Nel prosieguo del presente approfondimento provvederemo ad analizzarle, fornendo le indicazioni utili per la corretta gestione.

La rideterminazione nel caso di errore

La prima ipotesi è quella del mero errore, la cui correzione non è solo possibile ma doverosa (2).
Il Consiglio di Stato, sez. IV, nella sent. 27 settembre 2017, n. 4515, ha affermato che “la pariteticità dell’atto e l’assenza di discrezionalità ne legittima o addirittura ne impone la revisione ove affetta da errore, con il solo limite della maturata prescrizione del credito. La originaria determinazione, pertanto, può essere sempre rivisitata, ove la si assuma affetta da errore (e fermo restando la necessità che detta originaria erroneità della determinazione iniziale sussista effettivamente), e ciò sia laddove essa abbia indicato un importo inferiore al dovuto, che laddove abbia quantificato un importo superiore e, pertanto, non dovuto”.
È evidente che l’errore potrà determinare una somma maggiore o una minore rispetto a quella originariamente liquidata: nel primo caso, il Comune dovrà richiedere all’interessato la differenza; nell’altra ipotesi, invece, sorgerà un diritto di credito a favore del privato, con obbligo di restituzione in capo al Comune (in questa seconda ipotesi, in particolare, bisognerà gestire anche l’aspetto finanziario, adottando un provvedimento che dia giustificazione della presenza dell’errore originario e della conseguente necessità di porre rimedio ed individui la relativa copertura in uno dei capitoli del bilancio comunale).
Per quanto ovvio, il provvedimento di rideterminazione degli oneri dovrà essere adeguatamente motivato con riferimento agli elementi che hanno determinato l’erronea quantificazione: ad esempio, l’applicazione di tabelle non più o non ancora vigenti; un errore nel calcolo matematico; una errata qualificazione della tipologia di intervento.
Secondo la giurisprudenza (3), la correzione dell’errore nel calcolo degli importi dovuti per il rilascio del permesso di costruire opera anche quando si richiede il titolo in sanatoria.

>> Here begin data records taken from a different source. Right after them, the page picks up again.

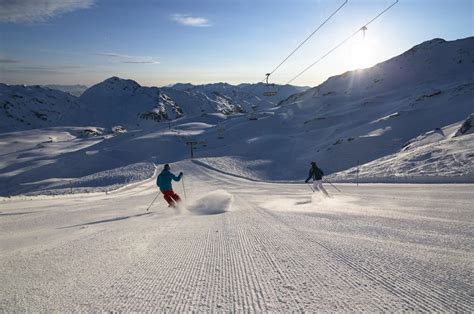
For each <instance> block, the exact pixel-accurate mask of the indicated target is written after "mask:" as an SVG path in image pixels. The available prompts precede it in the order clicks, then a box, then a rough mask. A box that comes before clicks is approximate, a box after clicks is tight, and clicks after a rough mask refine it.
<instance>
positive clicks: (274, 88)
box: [263, 73, 277, 96]
mask: <svg viewBox="0 0 474 314" xmlns="http://www.w3.org/2000/svg"><path fill="white" fill-rule="evenodd" d="M270 74H271V73H267V74H265V76H266V78H265V82H266V84H265V91H264V92H263V96H275V95H276V94H277V92H276V91H275V87H274V86H275V84H269V83H268V77H269V76H270Z"/></svg>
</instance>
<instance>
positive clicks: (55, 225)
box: [0, 162, 474, 312]
mask: <svg viewBox="0 0 474 314" xmlns="http://www.w3.org/2000/svg"><path fill="white" fill-rule="evenodd" d="M171 169H172V171H176V172H177V171H183V172H184V173H185V176H184V179H185V181H184V182H185V188H186V196H187V197H186V202H187V203H188V206H187V207H188V208H189V209H190V211H188V210H186V208H181V211H180V212H175V211H174V210H172V209H170V208H168V207H166V206H165V205H164V201H163V200H162V199H161V198H158V199H157V201H156V202H155V204H154V205H153V206H152V207H151V210H150V211H149V212H147V211H146V208H147V207H148V205H149V204H150V202H151V201H152V200H153V198H154V197H155V195H156V188H155V186H154V182H153V180H150V181H147V182H143V183H141V184H138V185H134V186H129V187H125V188H124V189H122V190H120V191H117V192H112V193H108V194H105V193H94V194H87V195H86V194H80V195H71V196H56V197H51V196H50V197H48V196H37V197H13V198H11V199H1V200H0V204H1V205H0V206H1V210H0V247H1V248H2V249H1V250H0V281H1V282H2V284H1V286H0V308H1V309H2V310H3V311H5V312H25V311H27V312H71V311H74V312H359V311H360V312H401V311H408V312H421V311H423V312H424V311H426V312H472V311H473V310H474V308H473V304H474V303H473V298H472V293H471V292H472V288H473V287H472V270H473V269H472V260H473V258H474V256H473V251H472V237H473V232H472V230H474V228H473V226H472V221H473V213H472V210H471V207H472V206H471V203H472V197H473V192H472V191H473V189H472V185H436V186H427V185H403V184H397V185H377V184H371V185H361V186H359V187H358V188H357V187H355V186H354V185H340V186H339V188H340V189H342V190H343V194H337V193H336V191H334V190H331V189H330V188H328V189H329V192H330V193H331V194H332V195H333V196H334V198H332V199H320V198H319V197H318V196H317V195H314V196H313V197H312V195H311V191H310V190H309V189H308V188H307V186H305V185H303V184H270V183H257V182H253V181H248V180H245V179H241V178H238V177H233V176H229V175H226V174H222V173H219V172H216V171H212V170H210V169H208V168H206V167H202V166H200V165H198V164H195V163H191V162H180V163H177V164H172V165H171ZM175 189H176V191H177V192H178V193H179V194H181V196H183V198H184V195H185V194H184V193H183V192H184V191H183V186H182V183H181V182H179V183H175ZM222 189H225V191H219V190H222ZM210 191H214V192H213V193H209V192H210ZM203 200H204V201H203ZM216 209H219V210H220V211H216Z"/></svg>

La rideterminazione nel caso del rinnovo del permesso di costruire

La seconda ipotesi in cui si devono rideterminare gli oneri è quella del rinnovo del permesso di costruire, eventualmente necessario per il completamento dei lavori rimasti ineseguiti: in tal caso bisognerà applicare le tabelle aggiornate e vigenti in quel momento (e non più quelle utilizzate in occasione del rilascio dell’originario titolo edilizio), detraendo quanto già pagato dall’interessato in occasione del precedente permesso di costruire. La giurisprudenza ha giustamente evidenziato che, anche in applicazione del principio tempus regit actum, per ciascun titolo concessorio gli oneri dovuti siano calcolati applicando la normativa e i parametri vigenti al momento in cui esso è rilasciato, esclusa quindi ogni ultrattività della disciplina in vigore all’epoca del rilascio del titolo originario (4).

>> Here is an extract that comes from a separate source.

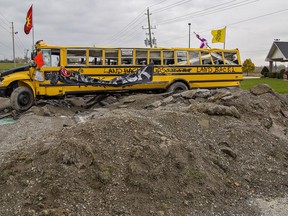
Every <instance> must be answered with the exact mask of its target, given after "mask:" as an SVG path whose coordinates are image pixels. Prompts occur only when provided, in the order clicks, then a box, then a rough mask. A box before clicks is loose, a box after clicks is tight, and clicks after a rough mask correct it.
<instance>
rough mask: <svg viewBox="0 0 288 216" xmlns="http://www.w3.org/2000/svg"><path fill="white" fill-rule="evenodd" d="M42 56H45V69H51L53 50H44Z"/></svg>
mask: <svg viewBox="0 0 288 216" xmlns="http://www.w3.org/2000/svg"><path fill="white" fill-rule="evenodd" d="M41 52H42V56H43V61H44V65H43V66H44V67H45V66H46V67H51V66H52V63H51V50H50V49H42V50H41Z"/></svg>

La rideterminazione nel caso della variante con aumento del carico urbanistico

Anche nel caso di variante al permesso di costruire che determina un aggravio del carico urbanistico si dovrà procedere alla rideterminazione degli oneri (5), tenendo conto delle tabelle eventualmente aggiornate e di quanto già pagato dall’interessato in fase di prima richiesta. Secondo la giurisprudenza, il ricalcolo è legittimo “nell’ipotesi in cui le opere assentite col secondo permesso comportino un mutamento di destinazione d’uso ovvero una variazione essenziale del manufatto con passaggio da una categoria urbanistica ad altra funzionalmente autonoma, in tale caso giustificandosi col maggior carico urbanistico conseguente il ricalcolo degli oneri dovuto” (6).
Su tale aspetto è utile ricordare la sent. 13 novembre 2018, n. 6388, del Consiglio di Stato, sez. IV, nella quale è stato affermato che:

  • ai sensi dell’ art. 23-ter del Testo Unico Edilizia, inserito dall’ art. 17, comma 1, lett. n), del D.L. n. 133/2014, il mutamento di destinazione d’uso giuridicamente rilevante è quello tra categorie funzionalmente autonome dal punto di vista urbanistico e che influisce, di conseguenza, sul c.d. carico urbanistico poiché la semplificazione delle attività edilizie voluta dal legislatore non si è spinta al punto di rendere tra loro omogenee tutte le categorie funzionali, le quali rimangono non assimilabili, a conferma della scelta già operata con il d.m. n. 1444 del 1968;
  • l’aumento del carico urbanistico non si verifica solo in caso di modifica della destinazione funzionale dell’immobile, ma anche nel caso in cui sebbene la destinazione non venga mutata, le opere si prestino a rendere la struttura un polo di attrazione per un maggior numero di persone con conseguente necessità di più intenso utilizzo delle urbanizzazioni esistenti.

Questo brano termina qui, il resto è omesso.